Stream of consciousness, very much like Ulysses but even less readable.

[–] SelfHigh5@lemmy.world 3 points 1 week ago

80% song lyrics, 10% how I would respond if I wanted to invite conflict, 5% random shit, 5% schemes/ideas.

[–] BigBoyShuanzee@aussie.zone 2 points 1 week ago

If I'm awake late at night, thinking of an uncomfortable conversation I need to have with someone I can have an entire conversation with them in my head knowing mostly how they'll reply and the best response to it.

I guess it's like I'm two people talking 1 is me the other is me with that other person's personality.

Other times it's like my anxiety is giving me a hidden vision to scare me slightly at the look of my phone on the edge of the table falling over, and I instantly decide to move it. I guess that part is why I'm afraid of heights, cause my Anxiety tells me I'm going to fall. Also why I can't watch Horror movies, my anxiety latches onto those gruesome deaths and spends decades reminding me of it when I'm in a similar looking area.

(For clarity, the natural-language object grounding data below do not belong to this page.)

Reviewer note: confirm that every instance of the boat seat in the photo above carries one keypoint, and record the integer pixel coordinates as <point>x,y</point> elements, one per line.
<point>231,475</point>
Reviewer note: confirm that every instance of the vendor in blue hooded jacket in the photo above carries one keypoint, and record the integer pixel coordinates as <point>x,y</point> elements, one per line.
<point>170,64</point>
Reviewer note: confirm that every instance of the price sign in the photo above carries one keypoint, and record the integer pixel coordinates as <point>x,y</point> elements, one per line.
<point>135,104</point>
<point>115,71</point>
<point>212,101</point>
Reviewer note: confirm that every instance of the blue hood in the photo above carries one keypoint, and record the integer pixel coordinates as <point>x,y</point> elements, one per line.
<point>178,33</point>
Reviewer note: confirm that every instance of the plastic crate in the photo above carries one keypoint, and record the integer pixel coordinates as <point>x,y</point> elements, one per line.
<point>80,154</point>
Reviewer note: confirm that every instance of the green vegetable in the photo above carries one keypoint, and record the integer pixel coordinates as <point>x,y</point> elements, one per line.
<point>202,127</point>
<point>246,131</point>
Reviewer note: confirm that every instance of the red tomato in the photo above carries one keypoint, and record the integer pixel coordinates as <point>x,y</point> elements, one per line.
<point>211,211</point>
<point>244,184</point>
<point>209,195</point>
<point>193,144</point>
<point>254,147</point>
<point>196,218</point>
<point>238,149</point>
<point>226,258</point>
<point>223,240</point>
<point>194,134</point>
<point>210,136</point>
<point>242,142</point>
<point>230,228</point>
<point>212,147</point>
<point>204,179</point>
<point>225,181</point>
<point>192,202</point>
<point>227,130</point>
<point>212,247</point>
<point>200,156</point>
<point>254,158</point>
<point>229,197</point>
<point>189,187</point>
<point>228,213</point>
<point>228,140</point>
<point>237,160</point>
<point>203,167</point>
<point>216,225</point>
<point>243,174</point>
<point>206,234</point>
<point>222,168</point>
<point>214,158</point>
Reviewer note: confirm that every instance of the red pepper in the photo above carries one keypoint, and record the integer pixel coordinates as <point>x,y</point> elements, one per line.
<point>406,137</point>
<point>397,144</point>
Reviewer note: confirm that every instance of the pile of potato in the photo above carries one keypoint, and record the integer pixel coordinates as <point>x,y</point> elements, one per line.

[–] doomsdayrs@lemmy.ml 2 points 1 week ago

For me, well its a pre-verbalization of anything I am about to do or say.

Even typing this out I am speaking each word.

If I am getting into bed, I think "I need to do xyz".

sometimes its inquisitive, such as when I debate over choices ranking them over each other, or when I am processing what someone says or does.

"Why did they do that? It could be this or that".

When I was younger I had developed a minor personality split in order to compensate for neglect and bullying. They were nice to talk to, and helped me processs emotions and feel not alone. They merged back into my main personality sometime in highschool.